Deze medicijnen worden ingeademd met behulp van een puffer (inhalator).

Inhalatiesteroïden

Ernstige gevallen zijn gebaat met inhalatiesteroïden (met behulp van een inhalator): medicijnen die de ontstekingsreactie in de longen tegengaan. Ze worden aanvullend aan bronchodilatatoren gebruikt.

Vaccinatie

Mensen met COPD behoren tot de risicogroep voor griepinfectie. Ze zijn erg gevoelig voor longinfecties en zouden best jaarlijkse inentingen tegen de griep en COVID19 krijgen.

Zuurstoftherapie

In vergevorderde gevallen is zuurstoftherapie aangewezen. Met een slangetje onder de neus wordt een hoge concentratie zuurstof aangevoerd.

Chirurgie

Als een deel van de long zodanig aangetast is door emfyseem dat het geen functie meer heeft in het uitwisselen van zuurstof kan het operatief wegnemen van dat deel van de long de symptomen verbeteren. Door de operatie ontstaat meer ruimte in de borstkas waardoor het wel nog functionele longweefsel meer plaats heeft.

Longtransplantatie

In een minderheid van de gevallen kan longtransplantatie aangewezen zijn. Er treden vaak complicaties op en de operatie is niet voor iedereen een optie.
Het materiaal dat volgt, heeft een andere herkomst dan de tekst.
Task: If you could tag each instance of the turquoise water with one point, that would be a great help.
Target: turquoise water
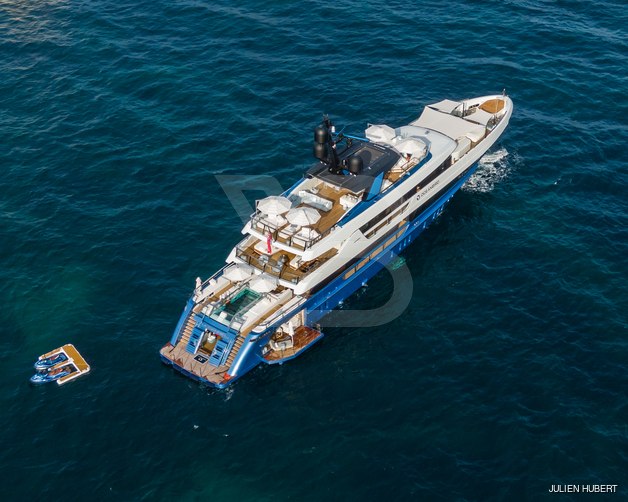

De transplantatie van één enkele long kan een optie zijn voor sommige mensen met ernstig emfyseem, die voldoen aan specifieke criteria. Transplantatie kan de mogelijkheid tot ademen en actief zijn verbeteren, maar het schijnt te levensverwachting niet te verhogen en het kan zijn dat men lange tijd moet wachten voor men een donororgaan krijgt. De beslissing om een longtransplantatie te ondergaan is dus gecompliceerd.